Symptoms of a cracked tooth may include:

What kind of cracks can affect the teeth?

There are many ways in which a tooth can be cracked. The specific type of crack will determine what type of treatment is viable. In cases where the crack is not too deep, root canal therapy can be performed, and the natural tooth can remain in the mouth.  In other situations, the tooth is too badly damaged and requires extraction.

Here is a brief overview of some of the most common types of cracks:

Crazes – These are generally tiny vertical cracks that do not place the teeth in danger. These scratches on the surface of the teeth are considered by most dentists to be a normal part of the tooth anatomy. A craze rarely requires treatment for health reasons, but a wide variety of cosmetic treatments can be performed to reduce the negative aesthetic impact.

Oblique supragingival cracks – These cracks only affect the crown of the tooth and do not extend below the gum line. Usually, the affected part of the tooth will eventually break off. Little pain will result, because the tooth pulp (that contains the nerves and vessels) will remain unaffected.

Oblique subgingival cracks – These cracks extend beyond the gum line and often beyond where the jawbone begins.  When a piece breaks off, it will usually remain attached until the dentist removes it. Oblique subgingival cracks are painful and may require a combination of periodontal surgery (to expose the crown) and endodontic treatment to place a crown or other restorative device.

Vertical furcation cracks – These cracks occur when the roots of the tooth separate. This type of crack almost always affects the nerve of the tooth. Because the tooth will not generally separate completely, root canal therapy and a crown can usually save the tooth.

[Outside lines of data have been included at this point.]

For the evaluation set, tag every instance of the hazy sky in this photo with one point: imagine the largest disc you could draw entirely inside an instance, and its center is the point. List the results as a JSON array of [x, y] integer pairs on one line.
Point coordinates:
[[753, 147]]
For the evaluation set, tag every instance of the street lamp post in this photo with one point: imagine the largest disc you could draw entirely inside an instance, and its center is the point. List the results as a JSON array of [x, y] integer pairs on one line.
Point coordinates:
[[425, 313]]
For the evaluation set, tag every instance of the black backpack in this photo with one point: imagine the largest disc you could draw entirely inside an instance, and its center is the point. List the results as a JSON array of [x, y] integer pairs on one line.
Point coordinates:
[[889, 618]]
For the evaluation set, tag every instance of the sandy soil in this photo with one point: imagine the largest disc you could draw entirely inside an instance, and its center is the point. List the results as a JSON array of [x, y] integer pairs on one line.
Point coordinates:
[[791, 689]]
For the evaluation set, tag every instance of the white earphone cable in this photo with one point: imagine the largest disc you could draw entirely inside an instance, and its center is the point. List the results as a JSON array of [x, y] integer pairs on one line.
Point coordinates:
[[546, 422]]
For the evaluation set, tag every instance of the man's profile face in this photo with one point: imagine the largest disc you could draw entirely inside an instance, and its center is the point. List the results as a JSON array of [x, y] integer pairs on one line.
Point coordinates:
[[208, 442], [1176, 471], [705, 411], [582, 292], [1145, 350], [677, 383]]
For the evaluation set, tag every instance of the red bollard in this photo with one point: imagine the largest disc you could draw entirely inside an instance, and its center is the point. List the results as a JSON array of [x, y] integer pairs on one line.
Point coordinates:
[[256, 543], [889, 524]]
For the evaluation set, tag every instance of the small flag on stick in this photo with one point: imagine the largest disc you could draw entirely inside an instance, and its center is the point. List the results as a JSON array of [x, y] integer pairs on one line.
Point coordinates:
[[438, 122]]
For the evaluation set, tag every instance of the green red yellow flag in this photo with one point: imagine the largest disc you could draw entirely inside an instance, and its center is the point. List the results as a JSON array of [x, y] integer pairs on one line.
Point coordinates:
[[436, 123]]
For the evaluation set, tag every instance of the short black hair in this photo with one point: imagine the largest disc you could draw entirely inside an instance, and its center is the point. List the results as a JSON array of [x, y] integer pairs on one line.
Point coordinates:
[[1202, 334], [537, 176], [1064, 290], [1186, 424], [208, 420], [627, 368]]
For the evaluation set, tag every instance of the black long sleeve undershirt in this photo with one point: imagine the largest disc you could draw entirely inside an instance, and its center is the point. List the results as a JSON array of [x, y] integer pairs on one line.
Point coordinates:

Oblique root cracks – These cracks tend not to affect the surface of the tooth at all. In fact, the damage is only apparent below the gum line and usually below the jawbone. Root canal therapy may be possible, depending on how close the fracture is to the tooth surface.  However, extraction is almost always the only option after sustaining this classification of fracture.

Vertical apical root cracks – These cracks occur at the apex (tip of the root). Though the tooth does not require extraction from a dental perspective, many patients request an extraction because of the high degree of pain. Root canal therapy alleviates the discomfort for a while, but most often, teeth affected by such cracks are eventually extracted.

How are cracks in the teeth treated?

There are many different types of cracked teeth. Some can only be exposed using X-ray machines, while others are clearly visible to the naked eye. In cases where the tooth root is affected, root canal therapy is the most viable treatment option. The pulp, nerves, and vessels of the tooth will be removed, and the resulting space will be filled with gutta-percha.  A crown or filling will be added to stabilize the tooth, and it will continue to function as normal.

When the crack is too severe for the tooth to be saved, the dentist will perform an extraction. There are a number of restorative options in this case, such as bridges, dental implants and partial dentures. All of these structures can restore biting, chewing, and speaking functions.